Hmmm...maybe "quarterly" would be best?

2:22 AM

Hey Dev,

I know I am late to this chat, but I also know you'll forgive my traveling-little-self :) I just saw this post.

Your exchange in here with Michael is brilliant--and I mean to compliment both of you, not in a condescending, "Gee, they finally got it" kind of way at all, but in a total, "I am pickin' up what you're puttin' down and thanks for talking about it" kind of way. Wouldn't it be great if we could sit and talk about this phenomenon over coffee? We were given great friends with kindred spirits with whom to pass time in thoroughly enjoyable ways. But that has to morph over time, I think especially if we are folk who seek not to just satisfy ourselves but to live out the gifts God has given us in the manner to which he has called, in whatever arena that may be. I would love to talk more about the "real work" vs. "play" fulfillment topic. I have never thought about that before.

I seem to spend a fair amount of time these days (as an example) thinking, "Man, I'd really love to float the Boise River again and do a better job of it," but then I tell myself I will have time in Heaven for it, and I get back to packing for a business trip to Jordan, which I also love, but it's certainly not as purely free enjoyment as my river float.
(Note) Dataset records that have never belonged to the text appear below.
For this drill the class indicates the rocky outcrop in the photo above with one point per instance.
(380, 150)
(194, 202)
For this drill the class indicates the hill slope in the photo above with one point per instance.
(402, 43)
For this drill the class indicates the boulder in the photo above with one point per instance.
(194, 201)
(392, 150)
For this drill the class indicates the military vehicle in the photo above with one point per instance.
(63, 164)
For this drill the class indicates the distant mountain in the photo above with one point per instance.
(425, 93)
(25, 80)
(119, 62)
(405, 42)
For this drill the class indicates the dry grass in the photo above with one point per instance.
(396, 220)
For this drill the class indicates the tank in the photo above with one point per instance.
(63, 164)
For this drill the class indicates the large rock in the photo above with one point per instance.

At the same time, it IS important that I make the time do things like floating on occasion, and don't just say, "If it's 'frivolous', God is not pleased." He called me to be still at times, and cruise slowly down a river to stare at trees he made and laugh with my friends in their innertubes, and soak up the thrill of going over rapids and be amazed at how powerful water is.

He called me not to be obsessed with my work, but to work hard; not to be lazy, but to rest and recline at table and lean on His chest. I spend a lot of time thinking about where those lines are. I don't have it down at all, but I am so glad to be in here walking through His changes and refining in all of us. What a great journey to share with brothers and sisters I love!

You rock, brother. Keep on drawing.

10:56 AM

Hey, Kathie - you're free to pop on any time you have the time and inclination. It's always good to hear from you.

What's funny about your statement is that your life has always been a reason for me to scrutinize my walk with Christ. From our first real chance to know each other at Forest Falls to your work for MAF, you've always been someone I've looked at and thought, "Now, there's someone who's living out an authentic faith in Jesus," which, in turn, compelled me to examine my own life to see if I was actually following Him to the best of my ability, if at all.

Well, I was going to say something longer, but I'll just post it in a regular post right now.